Внизу на площади появился синий «мерседес», стал в ряд с другими машинами. Берлах присмотрелся. Из машины вышли Чанц и девушка в белом плаще, по которому струились светлые волосы.

— К тебе когда-нибудь забирались воры, Фриц? — спросил комиссар.

— С чего ты взял?

— Да так.

— Однажды кто-то все перерыл на моем письменном столе, — признался Хунгертобель, — а твоя история болезни лежала сверху. Деньги не пропали, хотя в ящиках стола их было порядочно.

— Почему ты не заявил об этом?

Врач почесал голову.

— Хотя деньги и не пропали, я хотел все же заявить. Но потом забыл.

— Так, — сказал Берлах. — Ты забыл. С тобой по крайней мере у воров хлопот не было. — И он подумал: «Вот, значит, откуда Гастман знает». Он снова посмотрел на площадь. Чанц с девушкой вошли в итальянский ресторан. «В день похорон», — подумал Берлах и отвернулся от окна. Он посмотрел на Хунгертобеля, который сидел за столом и писал.

— Как обстоят мои дела?

— Боли есть?

Старик рассказал о приступе.

— Скверно, Ганс, — сказал Хунгертобель. — В ближайшие три дня мы должны тебя оперировать. Откладывать нельзя.
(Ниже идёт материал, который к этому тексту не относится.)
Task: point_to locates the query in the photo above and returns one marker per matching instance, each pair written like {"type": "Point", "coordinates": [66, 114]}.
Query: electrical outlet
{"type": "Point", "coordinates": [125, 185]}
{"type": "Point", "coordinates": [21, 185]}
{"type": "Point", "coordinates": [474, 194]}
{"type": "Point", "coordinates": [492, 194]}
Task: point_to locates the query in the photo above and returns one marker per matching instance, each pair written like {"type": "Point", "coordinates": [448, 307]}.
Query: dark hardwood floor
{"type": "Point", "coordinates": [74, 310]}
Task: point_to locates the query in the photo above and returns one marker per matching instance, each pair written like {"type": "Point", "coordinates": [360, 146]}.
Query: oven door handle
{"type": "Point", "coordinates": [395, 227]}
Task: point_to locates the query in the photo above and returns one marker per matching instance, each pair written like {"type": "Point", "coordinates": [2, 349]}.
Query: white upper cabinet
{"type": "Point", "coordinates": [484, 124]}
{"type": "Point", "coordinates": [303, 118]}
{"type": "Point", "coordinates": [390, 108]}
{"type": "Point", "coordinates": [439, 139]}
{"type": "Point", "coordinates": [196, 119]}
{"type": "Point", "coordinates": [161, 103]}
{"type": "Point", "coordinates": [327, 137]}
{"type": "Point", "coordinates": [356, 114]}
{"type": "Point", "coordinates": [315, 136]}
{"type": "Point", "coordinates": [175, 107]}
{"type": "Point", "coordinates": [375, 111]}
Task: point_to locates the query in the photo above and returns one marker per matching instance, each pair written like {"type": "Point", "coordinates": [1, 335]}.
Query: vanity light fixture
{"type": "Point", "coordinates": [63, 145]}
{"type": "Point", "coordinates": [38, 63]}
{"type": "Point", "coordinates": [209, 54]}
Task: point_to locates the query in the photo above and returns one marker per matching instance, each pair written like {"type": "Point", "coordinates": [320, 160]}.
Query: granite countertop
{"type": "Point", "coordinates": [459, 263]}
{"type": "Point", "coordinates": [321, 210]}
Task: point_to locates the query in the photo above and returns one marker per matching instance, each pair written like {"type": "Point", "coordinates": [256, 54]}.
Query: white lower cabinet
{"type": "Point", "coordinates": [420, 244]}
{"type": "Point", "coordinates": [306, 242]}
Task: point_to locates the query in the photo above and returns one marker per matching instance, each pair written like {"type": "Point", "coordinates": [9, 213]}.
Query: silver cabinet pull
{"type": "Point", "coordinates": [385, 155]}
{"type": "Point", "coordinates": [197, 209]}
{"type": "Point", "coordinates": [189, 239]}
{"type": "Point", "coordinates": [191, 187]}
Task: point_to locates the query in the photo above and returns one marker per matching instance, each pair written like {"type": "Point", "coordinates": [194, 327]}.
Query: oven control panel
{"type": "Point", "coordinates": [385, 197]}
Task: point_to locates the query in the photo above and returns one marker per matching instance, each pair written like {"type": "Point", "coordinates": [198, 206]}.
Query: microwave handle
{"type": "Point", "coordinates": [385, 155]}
— Я себя чувствую хорошо, как никогда.

— Через четыре дня будет новый приступ, Ганс, — сказал врач, — и ты его уже не переживешь.
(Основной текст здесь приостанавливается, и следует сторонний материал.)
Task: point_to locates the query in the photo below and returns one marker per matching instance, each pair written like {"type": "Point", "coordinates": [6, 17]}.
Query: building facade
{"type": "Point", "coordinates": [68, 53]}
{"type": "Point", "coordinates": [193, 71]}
— Значит, в моем распоряжении еще два дня. Два дня. А утром третьего дня ты будешь меня оперировать. Во вторник утром.

— Во вторник утром, — сказал Хунгертобель.

— И после этого мне останется один год жизни, не так ли, Фриц? — сказал Берлах и невозмутимо, как всегда, посмотрел на своего школьного товарища. Тот вскочил и зашагал по комнате.